Namur is currently carrying out a great deal of projects that show signs of a mature data program. Its open data manager, Samuel Nottebaert, has been working on evangelizing the different departments of the city since the initiative’s launch. He has spent time talking to other departments about the portal and the city’s goal to motivate them to implement their own processes to share data on the portal in one centralized location. He has brought together members of the cartography department, statistics and demography departments, mobility departments, and even more. Thanks to his work and the city’s ambitious vision, it has emerged as a leader in Wallonia for the strength of its project.
One sign of the advanced nature of the portal is the diversity of datasets, such as the 3D buildings dataset, the Urban Atlas, and the Events Agenda, already available on the portal thanks to this evangelization. It has also taken the initiative to publish data on average thermography of buildings in the city, which serve as a good indicator of the building’s insulation. Indeed, while other cities have decided against publishing such data, Namur has demonstrated it has more positive uses than potential negatives, and has thus made them available. For example, the data is already being used by the group Renov Energie, an initiative that helps individuals and businesses renovate their homes and buildings to gain in energy efficiency to help in the fight against climate change.

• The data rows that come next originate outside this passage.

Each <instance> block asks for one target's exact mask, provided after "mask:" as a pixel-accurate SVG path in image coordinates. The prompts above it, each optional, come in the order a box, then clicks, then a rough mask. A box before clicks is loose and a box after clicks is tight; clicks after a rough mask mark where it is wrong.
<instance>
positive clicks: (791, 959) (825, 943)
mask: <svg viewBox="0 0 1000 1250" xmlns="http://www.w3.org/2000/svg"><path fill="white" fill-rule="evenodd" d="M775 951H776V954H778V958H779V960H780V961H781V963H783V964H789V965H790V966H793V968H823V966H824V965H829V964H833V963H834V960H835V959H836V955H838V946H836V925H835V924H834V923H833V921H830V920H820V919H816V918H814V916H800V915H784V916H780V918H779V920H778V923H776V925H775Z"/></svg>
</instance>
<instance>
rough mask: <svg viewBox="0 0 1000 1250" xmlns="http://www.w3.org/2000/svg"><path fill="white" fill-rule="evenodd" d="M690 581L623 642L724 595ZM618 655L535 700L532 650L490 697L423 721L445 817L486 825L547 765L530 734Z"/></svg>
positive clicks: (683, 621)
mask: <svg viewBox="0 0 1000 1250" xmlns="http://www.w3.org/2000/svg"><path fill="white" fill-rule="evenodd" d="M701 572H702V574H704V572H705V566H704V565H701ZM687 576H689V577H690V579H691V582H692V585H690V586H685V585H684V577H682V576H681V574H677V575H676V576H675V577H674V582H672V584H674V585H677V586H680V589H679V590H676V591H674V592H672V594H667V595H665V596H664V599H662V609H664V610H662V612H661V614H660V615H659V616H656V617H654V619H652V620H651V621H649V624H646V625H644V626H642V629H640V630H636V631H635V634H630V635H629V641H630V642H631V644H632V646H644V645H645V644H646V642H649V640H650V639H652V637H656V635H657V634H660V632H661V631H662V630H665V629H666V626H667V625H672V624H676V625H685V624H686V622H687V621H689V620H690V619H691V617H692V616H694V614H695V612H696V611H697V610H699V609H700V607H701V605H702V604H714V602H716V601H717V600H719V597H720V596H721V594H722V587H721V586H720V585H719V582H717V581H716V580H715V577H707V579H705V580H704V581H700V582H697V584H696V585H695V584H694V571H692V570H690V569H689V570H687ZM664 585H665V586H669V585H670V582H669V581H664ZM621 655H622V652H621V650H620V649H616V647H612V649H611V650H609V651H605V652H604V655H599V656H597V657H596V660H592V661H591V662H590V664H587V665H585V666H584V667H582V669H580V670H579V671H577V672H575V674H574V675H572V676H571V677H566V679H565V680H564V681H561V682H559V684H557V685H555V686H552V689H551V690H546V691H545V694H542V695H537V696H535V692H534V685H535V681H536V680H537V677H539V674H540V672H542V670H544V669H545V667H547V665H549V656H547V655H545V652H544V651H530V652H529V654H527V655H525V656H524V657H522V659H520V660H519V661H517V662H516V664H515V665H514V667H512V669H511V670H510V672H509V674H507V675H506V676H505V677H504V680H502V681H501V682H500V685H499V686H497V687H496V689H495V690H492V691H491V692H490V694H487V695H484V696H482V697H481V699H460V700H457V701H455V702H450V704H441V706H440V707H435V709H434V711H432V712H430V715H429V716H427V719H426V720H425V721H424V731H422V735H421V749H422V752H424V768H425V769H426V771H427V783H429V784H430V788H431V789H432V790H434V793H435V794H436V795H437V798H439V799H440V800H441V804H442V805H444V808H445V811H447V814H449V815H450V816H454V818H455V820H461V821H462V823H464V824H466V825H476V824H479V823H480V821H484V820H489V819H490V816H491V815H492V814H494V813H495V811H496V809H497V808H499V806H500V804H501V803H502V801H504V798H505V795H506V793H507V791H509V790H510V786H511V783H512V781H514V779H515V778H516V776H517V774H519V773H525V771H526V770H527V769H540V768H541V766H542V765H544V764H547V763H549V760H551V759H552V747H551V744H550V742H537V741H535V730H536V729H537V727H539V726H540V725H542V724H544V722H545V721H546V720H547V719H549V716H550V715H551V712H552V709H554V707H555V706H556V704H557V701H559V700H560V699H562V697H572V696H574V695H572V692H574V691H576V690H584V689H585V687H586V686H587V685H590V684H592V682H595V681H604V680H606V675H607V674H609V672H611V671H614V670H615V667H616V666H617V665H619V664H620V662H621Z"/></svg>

The availability of these data was instrumental in making this project possible. In addition, Namur has made data on the potential of solar energy on rooftops in the city available. “We have found that the data generating the most interest includes energy-related data, 3D data, and mobility data,” indicated Samuel Nottebaert. As such, these data have the highest chances of being reused later on.
It has also made an effort to make datasets as clear as possible from the moment they are published. Rather than using the standard information tab containing metadata, the city presents its datasets through Opendatasoft’s custom view tab. This feature allows them to customize the description they provide of the dataset, going beyond typical metadata and descriptions. For example, they can even add pictures to the datasets to explain their purpose and source. In this way, they are actively working to make each dataset that much more accessible to all users, not just those with advanced technical skills.
Such processes require a strong organization behind the portal. In such a short amount of time, Namur has been able to put together an advanced project and is building the foundations for a productive portal to go well into the future. For now, Namur’s open data project is still in its early phases. Nevertheless, thanks to the city’s dedication to this project, it has succeeded in creating the right organization to drive it forward. Looking into the future, its projects are ambitious but promise to bring the city innumerable benefits in terms of mobility, energy efficiency, and increased attractivity by being an advanced, and smart city in every sense of the term.